At the same time, according to the Bank of Latvia, the factors hindering growth will subside next year.

“Global factors such as rising energy prices and supply disruptions are expected to ease significantly in the second half of next year,” the Bank of Latvia said, adding that companies in Latvia feel less painful about raw materials than in other European countries.-

Experts from the Bank of Latvia also point out that investments will play an important role in growth, which will be facilitated by the substantial financing of NextGenEU and the construction of Rail Baltica. Even though rising construction material prices may discourage investment and corporate lending remains weak, a shortage of skilled labor is driving automation.

“As uncertainty diminishes, the funds accumulated during the constraints will be spent, boosting private consumption growth. The development of exports will be determined by the recovery of external demand, assuming that cost competitiveness does not decrease Latvia’s export market shares in the world, ”notes the Bank of Latvia.

The central bank also points out that the rise in unemployment can be curbed by adapting to work remotely and by state support for a limited period. However, the requirement for Covid-19 certificates for full-time workers without everyone being vaccinated will add to the ranks of the unemployed.

“As the availability of labor declines, the pressure on wages is increasing.

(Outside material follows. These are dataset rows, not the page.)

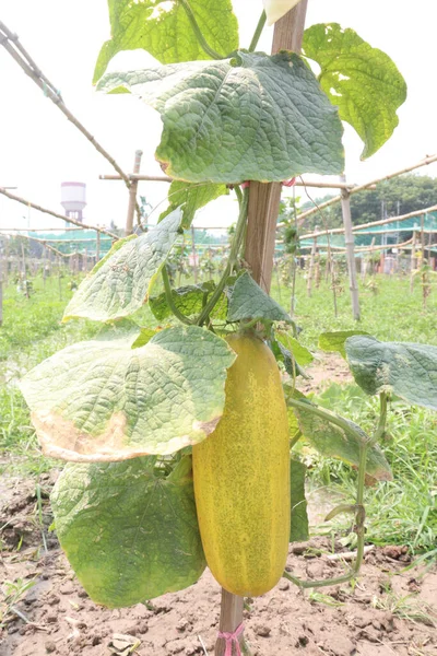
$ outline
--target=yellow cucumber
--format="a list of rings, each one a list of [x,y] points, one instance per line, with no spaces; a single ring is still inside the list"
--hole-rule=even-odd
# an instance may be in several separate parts
[[[227,338],[237,359],[215,431],[192,447],[194,495],[208,565],[229,593],[256,596],[284,571],[290,539],[288,421],[269,347]]]

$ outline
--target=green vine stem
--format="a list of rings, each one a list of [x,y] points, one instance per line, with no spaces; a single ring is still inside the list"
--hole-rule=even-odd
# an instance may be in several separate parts
[[[383,434],[386,432],[387,407],[388,407],[388,395],[385,391],[381,391],[381,394],[379,395],[379,422],[378,422],[378,426],[369,442],[370,446],[373,444],[375,444],[376,442],[379,442],[379,440],[383,436]]]
[[[267,21],[267,15],[265,15],[265,12],[263,11],[260,16],[260,20],[258,21],[257,28],[252,36],[252,40],[250,42],[249,52],[253,52],[255,48],[258,46],[258,42],[259,42],[262,31],[264,28],[265,21]]]
[[[194,321],[191,321],[191,319],[186,317],[185,314],[182,314],[180,309],[175,305],[172,294],[172,285],[168,279],[167,268],[165,266],[162,269],[162,277],[164,282],[165,300],[167,301],[168,307],[170,308],[175,317],[179,319],[179,321],[182,321],[182,324],[187,324],[187,326],[191,326]]]
[[[243,192],[243,199],[239,203],[239,215],[237,221],[237,226],[235,229],[235,235],[231,247],[229,259],[227,260],[227,265],[225,270],[223,271],[222,278],[218,280],[217,286],[210,301],[206,303],[204,308],[202,309],[197,324],[199,326],[203,326],[206,318],[210,316],[211,312],[214,309],[218,298],[222,295],[223,290],[226,286],[226,281],[231,276],[231,272],[234,268],[235,262],[237,261],[239,248],[241,246],[243,235],[245,234],[246,221],[247,221],[247,206],[249,202],[249,188],[246,188]]]
[[[355,578],[359,573],[359,569],[363,564],[364,557],[364,536],[365,536],[365,526],[364,522],[366,518],[366,513],[364,509],[363,501],[364,501],[364,481],[366,477],[366,462],[367,462],[367,450],[368,444],[362,444],[359,447],[359,464],[358,464],[358,482],[356,490],[356,515],[355,522],[356,525],[354,530],[357,536],[357,544],[356,544],[356,559],[351,570],[343,574],[342,576],[338,576],[335,578],[323,578],[321,581],[304,581],[303,578],[298,578],[288,572],[283,573],[283,577],[291,581],[294,585],[297,585],[300,588],[319,588],[326,587],[328,585],[338,585],[340,583],[346,583],[352,578]]]
[[[199,27],[199,24],[196,20],[194,13],[193,13],[188,0],[180,0],[180,4],[185,9],[185,13],[187,14],[190,25],[196,34],[196,38],[198,39],[199,45],[202,48],[202,50],[204,52],[206,52],[206,55],[209,55],[213,59],[225,59],[225,57],[223,57],[223,55],[220,55],[216,50],[214,50],[214,48],[211,48],[211,46],[208,44],[205,37],[202,34],[202,31]]]
[[[334,425],[342,429],[349,435],[352,435],[353,437],[358,440],[358,442],[361,444],[364,444],[363,435],[361,433],[358,433],[357,431],[355,431],[353,425],[351,425],[342,417],[332,414],[331,412],[328,412],[327,410],[322,410],[321,408],[319,408],[318,406],[314,406],[312,403],[307,403],[305,401],[297,401],[296,399],[287,398],[287,406],[292,406],[292,408],[296,408],[297,410],[307,410],[308,412],[312,412],[312,414],[316,414],[317,417],[320,417],[320,419],[324,419],[326,421],[333,423]]]

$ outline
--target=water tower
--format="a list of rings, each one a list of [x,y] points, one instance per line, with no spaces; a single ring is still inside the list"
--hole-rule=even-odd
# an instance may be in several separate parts
[[[61,183],[61,206],[67,216],[82,222],[82,211],[86,207],[85,183]]]

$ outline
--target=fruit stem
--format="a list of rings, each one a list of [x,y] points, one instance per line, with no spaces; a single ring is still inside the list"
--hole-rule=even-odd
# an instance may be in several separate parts
[[[237,197],[240,198],[237,194]],[[243,235],[245,234],[246,221],[247,221],[247,207],[249,203],[249,188],[247,187],[241,195],[241,200],[239,201],[239,215],[237,221],[237,226],[235,229],[234,239],[231,246],[229,259],[227,260],[227,265],[225,270],[223,271],[222,278],[217,282],[217,286],[210,301],[206,303],[204,308],[202,309],[197,324],[199,326],[203,326],[210,313],[214,309],[218,298],[222,295],[223,290],[226,286],[227,279],[229,278],[232,270],[234,268],[235,262],[237,261],[239,248],[241,246]]]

The wage growth forecast for 2023 has been increased and reflects the labor shortage and the public administration wage reform plan, ”said the Bank of Latvia’s experts, adding that the pandemic marked significant differences in income dynamics among lower and higher paid employees, raising income inequality and social support issues.

According to the Bank of Latvia’s forecast, the nominal gross salary in Latvia will grow by 8.9% in 2021, by 7.5% in 2022, by 6.1% in 2023, and by 5.9% in 2024.

The Bank of Latvia’s experts also mention that the general government budget deficit is growing as economic growth slows, while the government increases spending to mitigate the effects of Covid-19. These expenditures in 2021 will be more than 2.5 times higher than in 2020.

The Bank of Latvia expects that in 2021 the budget deficit will be 8.2% of GDP, in 2022 – 4.1% of GDP, in 2023 – 1.3% of GDP, and in 2024 – 0.4% of GDP. GDP. “The Bank of Latvia’s budget deficit reduction forecast includes only the current government decisions,” the Bank of Latvia emphasizes.